Seit dem 1. Januar 2024 gilt das Lieferkettensorgfaltspflichtengesetz für Unternehmen mit mindestens 1000 Mitarbeiter*innen. Damit sind auch Zulieferbetriebe der Automobilbranche betroffen. Bei der Suche nach Umsetzungstipps und Praxisbeispielen können sie – und andere Unternehmen – auf die Ergebnisse des Branchendialogs Automobilindustrie zurückgreifen.
Die Lieferketten der Automobilbranche sind häufig komplex und umfassen viele Sublieferanten. Das Einflussvermögen einzelner Unternehmen sowie die Wirksamkeit individueller Maßnahmen sind dadurch begrenzt. Vor diesem Hintergrund hat das Bundesministerium für Arbeit und Soziales (BMAS) im Jahr 2020 den Branchendialog Automobilindustrie ins Leben gerufen.

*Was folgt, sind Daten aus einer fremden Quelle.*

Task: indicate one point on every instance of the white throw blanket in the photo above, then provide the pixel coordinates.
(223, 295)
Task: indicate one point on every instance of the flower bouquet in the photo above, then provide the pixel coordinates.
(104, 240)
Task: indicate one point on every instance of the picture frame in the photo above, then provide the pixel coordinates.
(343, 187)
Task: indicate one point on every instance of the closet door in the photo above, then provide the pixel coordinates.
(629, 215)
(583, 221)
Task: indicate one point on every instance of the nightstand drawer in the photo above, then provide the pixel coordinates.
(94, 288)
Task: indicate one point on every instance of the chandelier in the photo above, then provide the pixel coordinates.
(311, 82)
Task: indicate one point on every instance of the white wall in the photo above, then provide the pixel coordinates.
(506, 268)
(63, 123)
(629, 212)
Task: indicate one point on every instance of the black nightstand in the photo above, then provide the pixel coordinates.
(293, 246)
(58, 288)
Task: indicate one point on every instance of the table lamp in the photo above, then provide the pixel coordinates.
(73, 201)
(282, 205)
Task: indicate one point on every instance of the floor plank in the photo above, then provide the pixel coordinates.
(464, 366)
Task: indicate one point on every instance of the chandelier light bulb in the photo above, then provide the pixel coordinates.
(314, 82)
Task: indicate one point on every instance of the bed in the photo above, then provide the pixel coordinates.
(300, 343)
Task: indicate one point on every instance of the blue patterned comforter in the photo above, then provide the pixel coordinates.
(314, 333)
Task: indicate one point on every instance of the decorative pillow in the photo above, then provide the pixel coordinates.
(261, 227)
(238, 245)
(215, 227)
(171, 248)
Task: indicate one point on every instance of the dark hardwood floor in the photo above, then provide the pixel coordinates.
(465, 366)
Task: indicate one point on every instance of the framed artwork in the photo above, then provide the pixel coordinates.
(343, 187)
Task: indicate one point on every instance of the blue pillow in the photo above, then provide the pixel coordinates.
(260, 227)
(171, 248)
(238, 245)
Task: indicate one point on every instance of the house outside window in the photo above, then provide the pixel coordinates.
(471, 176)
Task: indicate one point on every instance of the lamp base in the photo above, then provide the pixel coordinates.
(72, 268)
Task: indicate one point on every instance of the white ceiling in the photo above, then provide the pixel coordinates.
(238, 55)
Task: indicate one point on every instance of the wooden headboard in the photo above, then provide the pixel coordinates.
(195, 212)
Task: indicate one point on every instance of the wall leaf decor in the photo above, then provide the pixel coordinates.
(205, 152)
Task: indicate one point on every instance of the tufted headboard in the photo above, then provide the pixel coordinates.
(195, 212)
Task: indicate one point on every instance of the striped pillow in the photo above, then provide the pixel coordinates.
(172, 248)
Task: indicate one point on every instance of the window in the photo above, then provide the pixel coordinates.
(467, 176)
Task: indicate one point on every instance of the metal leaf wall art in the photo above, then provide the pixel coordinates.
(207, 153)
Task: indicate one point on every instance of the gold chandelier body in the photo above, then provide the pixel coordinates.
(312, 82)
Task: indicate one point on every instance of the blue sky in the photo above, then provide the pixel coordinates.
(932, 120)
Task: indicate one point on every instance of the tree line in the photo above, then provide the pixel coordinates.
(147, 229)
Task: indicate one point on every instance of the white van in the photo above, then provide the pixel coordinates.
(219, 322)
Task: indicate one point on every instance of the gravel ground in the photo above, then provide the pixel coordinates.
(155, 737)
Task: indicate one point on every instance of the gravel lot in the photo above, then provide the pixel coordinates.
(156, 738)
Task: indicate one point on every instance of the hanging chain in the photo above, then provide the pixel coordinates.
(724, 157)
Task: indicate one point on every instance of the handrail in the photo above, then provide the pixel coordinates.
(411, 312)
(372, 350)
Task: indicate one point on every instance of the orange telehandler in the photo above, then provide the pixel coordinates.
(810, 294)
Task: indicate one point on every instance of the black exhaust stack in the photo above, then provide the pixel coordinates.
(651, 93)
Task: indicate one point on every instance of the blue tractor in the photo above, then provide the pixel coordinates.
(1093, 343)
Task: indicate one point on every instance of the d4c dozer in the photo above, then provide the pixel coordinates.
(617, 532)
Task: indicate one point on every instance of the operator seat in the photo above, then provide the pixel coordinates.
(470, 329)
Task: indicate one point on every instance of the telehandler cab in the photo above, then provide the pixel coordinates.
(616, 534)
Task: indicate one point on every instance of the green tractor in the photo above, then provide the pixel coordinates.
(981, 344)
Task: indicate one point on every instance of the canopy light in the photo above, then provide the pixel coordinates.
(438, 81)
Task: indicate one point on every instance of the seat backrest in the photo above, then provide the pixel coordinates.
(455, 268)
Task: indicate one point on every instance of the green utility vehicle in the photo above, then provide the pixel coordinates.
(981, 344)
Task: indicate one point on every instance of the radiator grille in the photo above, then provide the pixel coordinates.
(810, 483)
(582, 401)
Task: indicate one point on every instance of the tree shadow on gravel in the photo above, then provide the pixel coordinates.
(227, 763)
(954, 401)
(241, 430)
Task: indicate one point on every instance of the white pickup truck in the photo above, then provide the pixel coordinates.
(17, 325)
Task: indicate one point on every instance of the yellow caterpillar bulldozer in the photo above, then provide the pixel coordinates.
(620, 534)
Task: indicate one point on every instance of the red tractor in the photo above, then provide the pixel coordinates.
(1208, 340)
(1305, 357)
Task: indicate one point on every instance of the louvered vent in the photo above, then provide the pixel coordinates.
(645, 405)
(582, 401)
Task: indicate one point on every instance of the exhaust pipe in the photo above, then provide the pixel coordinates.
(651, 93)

Ziel des Dialogs ist es, in einer Branche mit besonderen menschenrechtlichen Herausforderungen Ressourcen zu bündeln und gemeinsam auf Verbesserungen hinzuwirken. Automobilhersteller und Zulieferunternehmen, Wirtschaftsverbände, zivilgesellschaftliche Organisationen und Gewerkschaften, das Deutsche Institut für Menschenrechte sowie weitere Initiativen sind an dem Multi-Stakeholder-Prozess beteiligt.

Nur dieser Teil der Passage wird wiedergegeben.